If Colorado dropped the Medicaid expansion in response to the loss of enhanced federal financing, the state would forgo an additional $12 billion over the 2020-2029 period, and by 2029, 534,000 Coloradoans estimated to be covered in the expansion group would lose Medicaid coverage.
Capping Medicaid could lock in historical state differences in state spending, disproportionately affecting states with low Medicaid spending per enrollee. Colorado has lower than national average Medicaid spending per enrollee ($4,898).
Capping federal Medicaid funding could jeopardize Medicaid programs designed to improve quality of life and access to long-term care for people with disabilities. 10% of Colorado’s non-institutionalized population reported a disability.
Reducing federal funds through a per capita cap or block grant would limit Colorado’s ability to respond to public health crises such as the opioid epidemic, HIV, or Zika.
Colorado’s opioid death rate is 8.7 deaths per 100,000 population in 2015. From 2013 to 2015, Colorado’s opioid death rate has grown by 9%.

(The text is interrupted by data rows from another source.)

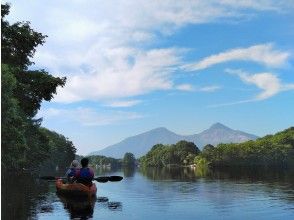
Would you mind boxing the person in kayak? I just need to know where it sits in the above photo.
[65,160,80,183]
[75,157,94,186]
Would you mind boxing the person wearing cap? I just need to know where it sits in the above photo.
[65,160,80,183]
[75,158,94,186]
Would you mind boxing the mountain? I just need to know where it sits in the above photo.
[90,123,258,158]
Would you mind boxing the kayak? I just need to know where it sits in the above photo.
[55,179,97,196]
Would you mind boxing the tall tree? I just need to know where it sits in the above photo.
[1,4,66,169]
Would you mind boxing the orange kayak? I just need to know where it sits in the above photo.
[55,179,97,196]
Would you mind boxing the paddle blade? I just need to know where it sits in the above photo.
[108,176,123,182]
[94,176,108,183]
[40,176,56,180]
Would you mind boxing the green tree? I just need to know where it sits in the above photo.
[123,152,136,167]
[1,4,66,169]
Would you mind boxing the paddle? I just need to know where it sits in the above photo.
[40,176,123,183]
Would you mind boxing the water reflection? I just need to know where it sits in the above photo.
[1,173,53,220]
[57,193,96,219]
[123,167,136,177]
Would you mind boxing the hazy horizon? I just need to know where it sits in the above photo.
[4,0,294,155]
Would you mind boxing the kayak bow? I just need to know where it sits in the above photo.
[55,179,97,196]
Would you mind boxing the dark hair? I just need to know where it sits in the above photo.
[81,157,89,167]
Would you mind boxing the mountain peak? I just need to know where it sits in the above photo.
[209,122,231,130]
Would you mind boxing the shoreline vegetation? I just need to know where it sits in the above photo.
[1,4,294,175]
[1,3,76,173]
[90,127,294,172]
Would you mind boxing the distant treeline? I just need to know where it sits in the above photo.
[140,141,200,167]
[88,152,136,168]
[1,4,76,171]
[140,127,294,168]
[200,127,294,168]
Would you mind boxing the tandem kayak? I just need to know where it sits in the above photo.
[55,179,97,196]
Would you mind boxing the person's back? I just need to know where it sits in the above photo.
[65,160,79,183]
[75,158,94,185]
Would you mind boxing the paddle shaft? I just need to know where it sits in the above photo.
[40,176,123,183]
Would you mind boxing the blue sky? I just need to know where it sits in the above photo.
[5,0,294,154]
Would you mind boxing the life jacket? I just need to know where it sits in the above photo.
[75,167,94,185]
[67,168,79,177]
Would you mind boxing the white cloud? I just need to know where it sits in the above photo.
[175,84,221,92]
[105,100,142,108]
[36,108,144,126]
[184,43,290,71]
[176,84,195,92]
[226,69,294,100]
[55,48,181,102]
[198,86,221,92]
[9,0,287,102]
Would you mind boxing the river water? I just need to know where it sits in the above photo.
[1,168,294,220]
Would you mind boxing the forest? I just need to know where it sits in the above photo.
[1,4,76,171]
[140,127,294,168]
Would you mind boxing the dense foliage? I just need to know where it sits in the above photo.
[140,141,200,167]
[88,155,122,168]
[1,4,75,170]
[200,127,294,167]
[122,152,136,167]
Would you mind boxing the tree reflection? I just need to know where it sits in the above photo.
[57,194,96,219]
[1,173,53,220]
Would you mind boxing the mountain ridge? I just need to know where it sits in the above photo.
[89,122,258,158]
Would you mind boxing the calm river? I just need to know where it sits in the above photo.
[1,168,294,220]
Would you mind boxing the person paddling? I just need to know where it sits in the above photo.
[65,160,80,183]
[75,157,94,186]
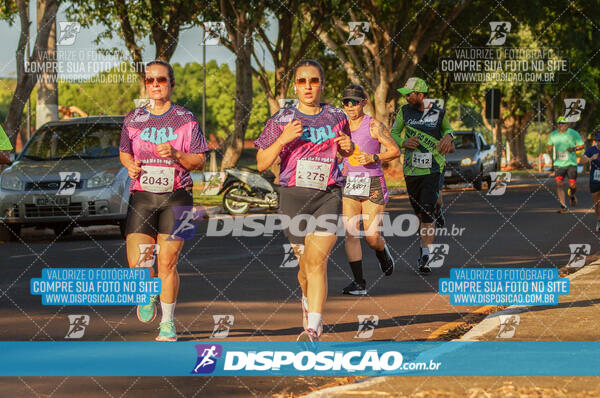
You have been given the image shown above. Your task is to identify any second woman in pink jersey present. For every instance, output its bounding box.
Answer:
[342,84,400,295]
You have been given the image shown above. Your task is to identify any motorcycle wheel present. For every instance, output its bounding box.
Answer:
[223,184,250,215]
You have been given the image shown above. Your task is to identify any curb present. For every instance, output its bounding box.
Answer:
[302,259,600,398]
[462,259,600,341]
[301,376,389,398]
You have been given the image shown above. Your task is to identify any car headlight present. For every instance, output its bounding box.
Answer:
[85,171,115,188]
[1,174,23,191]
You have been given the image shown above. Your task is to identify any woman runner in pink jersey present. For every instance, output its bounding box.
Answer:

There are more than 11,000 people living with HIV in Colorado and Medicaid is the single largest source of coverage for people with HIV in the U.S.
Colorado has one of the highest share of reported poor mental health status (37%) in the country and more than half (57%) of people are overweight or obese.
Capping Medicaid can limit states’ ability to respond to demographic changes in their state that affect demand for Medicaid and other public health services. The projected growth rate of the 85+ population in Colorado is 54% between 2015 and 2030, a population more likely to require nursing home care. Medicaid is the primary payer for nursing home care.